We started getting dressed and ready to leave, I had multiple rough contractions on my way to the car and while saying goodbye to Josie. I cried saying goodbye to her. Car contractions were awful. Sitting down for contractions was brutal. I-70 had been closed and we were worried we might get stuck but opened right when we got there.
I walked into hospital with my eyes closed. I could feel my body was making a lot of progress and I didn’t want to get stressed out and risk slowing or reversing dilation.
Checked in at 7cm and went to 9.5 by the time the doctor came by.
Sweating, my blood felt hot, I was so frustrated with the nurses, there were multiple iv attempts, blood draws, and I spent transition labor over the head of the bed on my knees. I ended up begging for an epidural once I was fully dilated because I couldn’t relax my pelvic floor. I was terrified of tearing badly again and I’d spent the last 2 years trying to heal and restrengthen my pelvic floor. I couldn’t resist tensing up and trying to hold the baby in as I felt her moving farther down. A huge part of me felt like a failure for getting the epidural after making it so close to delivery. I wish local anesthetic for down there was a safe option. (I’ve always had a much higher threshold for internal pain and a very low threshold for topical pain, I’ve heard that’s a fairly common redhead trait.)
The nurses told me to start pushing and I asked if it was safe if I could wait a minute. I needed to breathe. I quickly pushed aside mom guilt for needing a second to collect myself and process what was happening before I met my second child. I wanted to tune everything out and focus just on meeting her. It felt like a million things were swirling around in my head- the stress of pregnancy and birth during a pandemic, the fear of catching Covid in the hospital, the worry that I wouldn’t be able to give her enough love since she was my second baby, would she even like me (yep, that seriously went through my head), would my pelvic floor heal enough to the point where I could run and play with my kids? I took a couple deep breaths and my mind magically cleared and I was 1000% ready for my baby. I rolled on my side and pushed her out in just a few pushes. The nurses yelled to feel her head, it was really freaky and gross and amazing all at the same time. With another push I could hear her screaming and another second later she was on my chest. I was instantly overcome with a rush of the most intense love and bliss. Such a miracle. (I know that not every mother experiences this feeling, I feel very blessed and grateful to have gotten to feel this twice. A love for your baby that grows slowly is just as valid, and worthy and beautiful.)

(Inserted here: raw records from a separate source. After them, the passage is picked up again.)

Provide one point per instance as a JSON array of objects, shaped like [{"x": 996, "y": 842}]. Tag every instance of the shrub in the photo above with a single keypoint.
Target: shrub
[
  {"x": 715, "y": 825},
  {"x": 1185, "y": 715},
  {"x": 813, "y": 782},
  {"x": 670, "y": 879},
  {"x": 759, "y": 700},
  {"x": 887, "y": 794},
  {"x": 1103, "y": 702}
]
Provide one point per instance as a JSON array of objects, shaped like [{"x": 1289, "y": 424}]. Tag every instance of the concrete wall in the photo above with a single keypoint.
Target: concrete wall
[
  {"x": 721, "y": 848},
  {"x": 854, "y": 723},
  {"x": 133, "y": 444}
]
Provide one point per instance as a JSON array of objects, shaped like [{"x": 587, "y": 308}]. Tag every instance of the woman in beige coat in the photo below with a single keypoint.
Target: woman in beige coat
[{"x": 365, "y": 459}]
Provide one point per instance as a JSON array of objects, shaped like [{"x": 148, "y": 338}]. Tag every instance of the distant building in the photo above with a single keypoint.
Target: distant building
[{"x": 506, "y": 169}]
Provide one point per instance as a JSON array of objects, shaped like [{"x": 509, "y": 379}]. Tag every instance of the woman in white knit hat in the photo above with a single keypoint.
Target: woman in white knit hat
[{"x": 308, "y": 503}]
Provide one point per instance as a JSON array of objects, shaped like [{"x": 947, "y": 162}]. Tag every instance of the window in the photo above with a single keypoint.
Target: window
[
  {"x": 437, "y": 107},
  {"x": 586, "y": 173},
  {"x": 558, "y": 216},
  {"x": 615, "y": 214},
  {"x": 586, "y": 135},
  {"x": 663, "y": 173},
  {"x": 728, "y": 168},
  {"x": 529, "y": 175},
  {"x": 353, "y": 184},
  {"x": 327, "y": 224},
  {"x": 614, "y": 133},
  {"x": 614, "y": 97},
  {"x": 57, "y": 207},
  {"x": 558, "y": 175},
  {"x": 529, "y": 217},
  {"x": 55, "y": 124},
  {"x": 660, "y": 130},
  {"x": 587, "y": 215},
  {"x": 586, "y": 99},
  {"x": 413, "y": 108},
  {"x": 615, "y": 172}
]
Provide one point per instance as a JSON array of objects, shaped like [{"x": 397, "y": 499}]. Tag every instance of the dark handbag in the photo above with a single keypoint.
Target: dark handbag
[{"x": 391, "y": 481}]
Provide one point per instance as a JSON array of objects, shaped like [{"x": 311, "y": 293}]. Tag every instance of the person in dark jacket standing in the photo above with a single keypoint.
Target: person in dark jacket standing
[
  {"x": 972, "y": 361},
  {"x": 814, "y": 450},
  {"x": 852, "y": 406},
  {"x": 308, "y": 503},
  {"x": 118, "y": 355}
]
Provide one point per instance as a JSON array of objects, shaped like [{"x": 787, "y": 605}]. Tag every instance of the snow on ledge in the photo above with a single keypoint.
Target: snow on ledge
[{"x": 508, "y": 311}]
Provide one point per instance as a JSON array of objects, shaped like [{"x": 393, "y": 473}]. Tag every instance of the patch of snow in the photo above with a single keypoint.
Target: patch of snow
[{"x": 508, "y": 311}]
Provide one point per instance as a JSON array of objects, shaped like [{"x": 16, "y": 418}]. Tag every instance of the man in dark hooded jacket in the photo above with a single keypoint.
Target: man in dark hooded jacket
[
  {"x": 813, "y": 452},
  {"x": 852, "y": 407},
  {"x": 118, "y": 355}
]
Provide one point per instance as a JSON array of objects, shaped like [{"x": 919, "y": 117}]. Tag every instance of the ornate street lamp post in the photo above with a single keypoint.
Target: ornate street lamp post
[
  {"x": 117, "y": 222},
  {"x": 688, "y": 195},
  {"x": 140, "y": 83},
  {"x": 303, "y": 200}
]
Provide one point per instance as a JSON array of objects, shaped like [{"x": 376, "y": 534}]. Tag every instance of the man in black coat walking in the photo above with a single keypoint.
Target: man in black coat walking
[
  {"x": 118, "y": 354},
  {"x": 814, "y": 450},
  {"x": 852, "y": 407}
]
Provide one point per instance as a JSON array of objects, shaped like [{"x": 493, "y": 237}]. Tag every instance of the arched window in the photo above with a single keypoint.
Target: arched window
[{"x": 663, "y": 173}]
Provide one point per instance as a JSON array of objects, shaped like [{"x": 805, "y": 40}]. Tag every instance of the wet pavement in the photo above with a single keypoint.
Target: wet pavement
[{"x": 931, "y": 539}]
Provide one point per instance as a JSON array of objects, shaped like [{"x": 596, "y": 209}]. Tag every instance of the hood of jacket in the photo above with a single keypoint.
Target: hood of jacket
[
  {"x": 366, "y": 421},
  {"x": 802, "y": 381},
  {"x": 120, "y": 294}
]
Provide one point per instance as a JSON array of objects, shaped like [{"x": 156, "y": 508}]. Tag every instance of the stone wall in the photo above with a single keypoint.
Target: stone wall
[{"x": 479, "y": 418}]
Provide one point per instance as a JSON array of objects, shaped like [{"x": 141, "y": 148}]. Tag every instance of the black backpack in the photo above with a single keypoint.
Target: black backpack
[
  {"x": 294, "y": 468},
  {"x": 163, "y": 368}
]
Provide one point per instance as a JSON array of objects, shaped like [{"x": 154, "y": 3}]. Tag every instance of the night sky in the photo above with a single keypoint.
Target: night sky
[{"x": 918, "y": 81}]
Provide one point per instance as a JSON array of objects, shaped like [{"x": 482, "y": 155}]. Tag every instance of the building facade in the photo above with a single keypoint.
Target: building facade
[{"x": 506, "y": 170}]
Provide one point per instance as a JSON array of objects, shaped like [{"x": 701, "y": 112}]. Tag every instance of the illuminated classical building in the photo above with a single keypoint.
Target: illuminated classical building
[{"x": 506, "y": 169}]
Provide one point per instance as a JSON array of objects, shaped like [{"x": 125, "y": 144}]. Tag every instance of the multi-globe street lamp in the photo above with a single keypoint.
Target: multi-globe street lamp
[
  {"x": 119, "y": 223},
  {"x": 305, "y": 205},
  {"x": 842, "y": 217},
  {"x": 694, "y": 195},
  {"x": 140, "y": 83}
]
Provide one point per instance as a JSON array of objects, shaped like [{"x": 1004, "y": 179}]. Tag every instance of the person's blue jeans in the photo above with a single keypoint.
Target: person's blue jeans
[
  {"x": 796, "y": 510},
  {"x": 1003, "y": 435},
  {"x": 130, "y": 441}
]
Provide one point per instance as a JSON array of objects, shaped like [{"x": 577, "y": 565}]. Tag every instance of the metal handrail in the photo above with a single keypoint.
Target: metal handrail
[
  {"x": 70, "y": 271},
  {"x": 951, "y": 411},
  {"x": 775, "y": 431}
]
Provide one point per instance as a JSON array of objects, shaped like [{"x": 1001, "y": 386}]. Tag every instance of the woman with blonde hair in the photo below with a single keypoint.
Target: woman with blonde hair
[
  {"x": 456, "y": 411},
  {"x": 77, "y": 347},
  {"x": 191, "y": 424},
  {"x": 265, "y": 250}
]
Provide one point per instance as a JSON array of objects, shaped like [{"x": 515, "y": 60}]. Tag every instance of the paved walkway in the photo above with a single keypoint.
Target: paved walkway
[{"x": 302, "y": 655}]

An little over an hour after checking into the hospital she was in my arms. Such perfect timing. I’m really thankful to Bjorn and our doula on FaceTime for guiding the timing on when to leave. I wanted to labor at home as much as possible and I’m really happy I wasn’t at the hospital any sooner or later.
The nurses let me keep holding her since her oxygen levels were good. I started nursing her within a couple minutes. She had the longest finger nails, like creepy old lady finger nails, and had scratched her face on the way out. I immediately put colostrum on the scrapes and they were almost gone by the next morning. The first things we noticed were her fuzzy black hair, her crinkly ear and her perfect button nose. I held her and whispered “I love you” over and over. We had a short list of names and middle names and we easily agreed that she was Adelheid Georgene.